Ormai era una stella internazionale, con una carriera americana. Aveva ottenuto ogni possibile riconoscimento e anche la stella sulla celebre Hollywood Walk of Fame. Yury Gagarin, astronauta russo che compì nel 1961 la prima rotazione della terra, disse da lassù : “Saluto la fraternità degli uomini, il mondo delle arti e Anna Magnani”. E’ stata tante cose Anna Magnani. Il suo viso mobilissimo passava da una risata fragorosa alla maschera del dolore.
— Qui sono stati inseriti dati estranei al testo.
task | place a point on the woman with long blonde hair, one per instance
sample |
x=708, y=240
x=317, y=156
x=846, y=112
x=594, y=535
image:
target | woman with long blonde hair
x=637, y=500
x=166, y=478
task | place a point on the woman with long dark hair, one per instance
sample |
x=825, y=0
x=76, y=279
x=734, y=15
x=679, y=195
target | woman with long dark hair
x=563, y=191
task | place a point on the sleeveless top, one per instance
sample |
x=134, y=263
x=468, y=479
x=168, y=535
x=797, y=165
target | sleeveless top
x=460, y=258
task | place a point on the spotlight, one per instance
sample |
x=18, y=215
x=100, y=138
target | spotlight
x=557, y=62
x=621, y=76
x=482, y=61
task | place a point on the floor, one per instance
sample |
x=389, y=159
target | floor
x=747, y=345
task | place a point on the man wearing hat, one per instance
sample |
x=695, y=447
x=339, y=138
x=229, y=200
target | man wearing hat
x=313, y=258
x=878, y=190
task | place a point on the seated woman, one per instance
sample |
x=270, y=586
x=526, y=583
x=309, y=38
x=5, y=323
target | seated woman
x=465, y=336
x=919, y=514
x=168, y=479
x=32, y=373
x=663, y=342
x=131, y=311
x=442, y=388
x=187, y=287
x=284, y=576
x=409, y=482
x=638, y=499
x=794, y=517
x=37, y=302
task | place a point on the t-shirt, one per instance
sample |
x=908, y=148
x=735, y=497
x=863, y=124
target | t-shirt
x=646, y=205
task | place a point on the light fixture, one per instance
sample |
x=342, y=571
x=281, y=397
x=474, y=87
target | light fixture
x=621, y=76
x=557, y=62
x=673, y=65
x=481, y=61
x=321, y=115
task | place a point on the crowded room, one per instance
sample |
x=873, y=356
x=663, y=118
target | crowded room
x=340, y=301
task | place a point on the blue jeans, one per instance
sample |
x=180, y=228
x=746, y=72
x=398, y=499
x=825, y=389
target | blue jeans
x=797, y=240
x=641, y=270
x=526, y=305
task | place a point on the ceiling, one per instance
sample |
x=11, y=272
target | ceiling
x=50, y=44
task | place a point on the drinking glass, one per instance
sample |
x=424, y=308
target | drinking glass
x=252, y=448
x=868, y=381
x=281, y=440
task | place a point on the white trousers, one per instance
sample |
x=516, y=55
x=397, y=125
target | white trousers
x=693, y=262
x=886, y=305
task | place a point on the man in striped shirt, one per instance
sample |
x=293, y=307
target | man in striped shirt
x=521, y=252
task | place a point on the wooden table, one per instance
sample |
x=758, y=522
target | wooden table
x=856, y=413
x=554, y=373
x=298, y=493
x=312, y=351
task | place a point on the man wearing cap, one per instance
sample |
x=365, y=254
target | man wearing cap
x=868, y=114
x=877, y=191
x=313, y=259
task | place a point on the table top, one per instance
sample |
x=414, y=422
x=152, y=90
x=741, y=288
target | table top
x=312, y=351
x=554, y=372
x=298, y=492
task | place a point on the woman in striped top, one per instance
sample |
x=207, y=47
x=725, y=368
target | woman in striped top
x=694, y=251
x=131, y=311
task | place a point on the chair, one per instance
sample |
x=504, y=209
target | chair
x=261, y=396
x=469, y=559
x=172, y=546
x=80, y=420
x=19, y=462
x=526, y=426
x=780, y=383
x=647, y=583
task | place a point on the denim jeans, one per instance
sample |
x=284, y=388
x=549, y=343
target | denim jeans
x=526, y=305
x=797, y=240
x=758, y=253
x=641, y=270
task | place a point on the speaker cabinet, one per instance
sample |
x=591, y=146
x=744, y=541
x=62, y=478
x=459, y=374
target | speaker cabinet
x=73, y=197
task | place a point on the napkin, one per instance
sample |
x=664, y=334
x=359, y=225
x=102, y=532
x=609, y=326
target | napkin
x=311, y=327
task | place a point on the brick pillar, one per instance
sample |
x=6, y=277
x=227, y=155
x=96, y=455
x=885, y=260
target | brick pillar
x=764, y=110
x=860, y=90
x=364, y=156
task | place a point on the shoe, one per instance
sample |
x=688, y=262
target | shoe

I capelli spettinati, gli occhi chiari intensissimi, le scollature sul seno abbondante, le gambe esili come giunchi. La recitazione. Tutto questo. E anche il simbolo migliore, più autentico della romanità. Nella vita e sullo schermo. La madre ambiziosa di Bellissima di Luchino Visconti del 1951, che di fronte alla realtà dura e cinica del cinema fa un passo indietro, è romana. Romana era la Teresa Gullace di Roma città aperta. E la comparsa generica di Cinecittà, in Risate di gioia del 1960 di Mario Monicelli, malinconica con il grande Totò. La prostituta che vuole cambiare vita di Mamma Roma di Pier Paolo Pasolini, del 1962. Nel solco della romanità la sua più bella, benché brevissima, apparizione sul grande schermo resta quella di Roma di Federico Fellini del 1972. Il grande regista aveva “rincorso” Anna Magnani per anni, per averla in un suo film e riteneva che questo in particolare, su Roma, non fosse completo senza la sua presenza. Lei non era convinta ma alla fine cedette al corteggiamento di Fellini. Era il 1972. Anna Magnani è inquadrata di sera mentre rientra da sola a casa sua, a Palazzo Altieri, 50 metri da Piazza Venezia. La voce fuori campo è quella sottile del noto regista:Sapessi quante volte ho perso nella vita. Farebbe bene anche a te
Anna Magnani
e sbatte il portone. Così è finita la carriera di Anna Magnani. Questa è stata la sua ultima apparizione.Questa signora che rientra a casa costeggiando il muro dell’antico palazzetto patrizio, è un’attrice romana. Anna Magnani. Che potrebbe essere anche un po’ il simbolo della città. E lei : Che so io? E Fellini: Una Roma vista come lupa e vestale, aristocratica e stracciona. E lei : De che? E lui: Tetra, buffonesca, potrei continuare fino a domattina…Magnani : Federì, va a dormì, va. E lui: Posso farti una domanda? E la Magnani: No nun me fido, ciao
Federico Fellini, Anna Magnani
Solo l’anno precedente, nel 1971, Anna Magnani aveva recitato sul piccolo schermo nei quattro film per la televisione per la regia di Alfredo Giannetti, donando al suo pubblico nuovi magnifici personaggi femminili. Capita che Luca Magnani l'unico figlio dell'attrice, depositario del loro grande affetto e di ricordi e documenti straordinari, dichiari pubblicamente che sua madre non viene ricordata, celebrata, riconosciuta abbastanza. Ha ragione. Un’attrice come lei nasce ogni cento anni, forse.
Si dice che Anna Magnani fosse ipocondriaca. Che quando si è ammalata la sua cerchia più stretta e lei per prima, non abbiano dato peso alla cosa. E che poi sia stato troppo tardi. Il figlio Luca e Roberto Rossellini non l’hanno mai lasciata sola. Quando Anna Magnani è morta l’Italia si è fermata per un attimo. Non era possibile. Aveva solo 65 anni. E’ tornata a casa, nel piccolo cimitero di San Felice Circeo, dove aveva passato tante estati felici, con il figlio, gli amici, i cani. Sono passati tanti anni. Sembra ieri.